茶杯里的茶水被震得泛起一圈涟漪。墙角的落地钟被震得嗡嗡作响。
张景惠的身体猛地往后仰了一下,像是被人迎面揍了一拳。
他的眉心正中央多了一个黑洞洞的弹孔,弹孔周围的皮肤,在一瞬间被高温灼成了一圈焦黑色。
后脑勺炸开,脑浆和碎骨混着鲜血从后脑勺喷涌而出,溅在身后的墙壁上,把墙上那幅中堂对联“忠孝传家远”糊掉了一半。
他的身体在原地晃了两晃,眼睛还睁着,瞳孔已经散了。
然后他整个人像一截被砍倒的木头一样,仰面朝天朝后倒了下去,摔在青砖地面上,发出一声沉闷的闷响。
血从后脑勺的大洞里汩汩地往外涌,在青砖地上迅速洇开,蔓延成一片暗红色的血泊。
整座会议室在这一瞬间凝固。
万福麟从椅子上弹了起来,动作大得把桌上的茶杯带翻了,茶水泼了一桌,浸湿了他面前那份还没来得及翻开的文件。

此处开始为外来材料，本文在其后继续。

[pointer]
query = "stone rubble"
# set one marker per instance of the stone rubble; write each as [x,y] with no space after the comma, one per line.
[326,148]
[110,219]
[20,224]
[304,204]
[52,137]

他的眼睛死死盯着地上那具还在抽搐的尸体,又猛地抬起来盯着张学铭,脸上的肌肉在剧烈地抽搐,嘴唇翕动了半天,终于从喉咙里炸出一声嘶吼:
“老二!你在干什么?!”
这一声吼像是炸雷,把会议室里所有被枪声震懵了的人全都炸醒。
王树翰的手指猛地收紧,老花镜的镜腿啪地被他捏断了一根。
臧式毅的后背紧紧贴在椅背上,额头上的冷汗一层一层地往外冒,顺着鼻梁两侧往下淌。
荣臻的右手本能地按在了腰间枪匣的皮扣上,但手指抖得厉害,扣了两次都没能打开皮扣。
连一直闭目养神的张作相,都猛地睁开了眼睛。
“你疯了!”
万福麟的手指着张学铭的鼻子,手指在剧烈发抖,“他是老帅的拜把子兄弟!是你爹的兄弟!”
“咱们东北军的规矩,天大的事也得摆在桌面上说!”
“你倒好,二话不说就动枪!你在干什么?你眼里还有没有规矩?还有没有王法?”
他话音刚落,窗外忽然传来一阵密集而整齐的脚步声。
那脚步声极沉,极稳,极快,军靴踩在帅府大院里的青石板地面上,发出沉闷而整齐的回响,像是有一面巨大的战鼓在敲。
紧接着是枪机拉动的咔咔声,金属碰撞声此起彼伏,密集到分不清点数。
然后是一声低沉的喝令:
“控制所有出入口,任何人不许进出!”
万福麟猛地转过头朝窗外看去。
帅府大院里涌进了数不清的灰蓝色身影,辽十三步枪的刺刀已经全部上了枪,刀锋在昏黄的灯光下泛着寒光。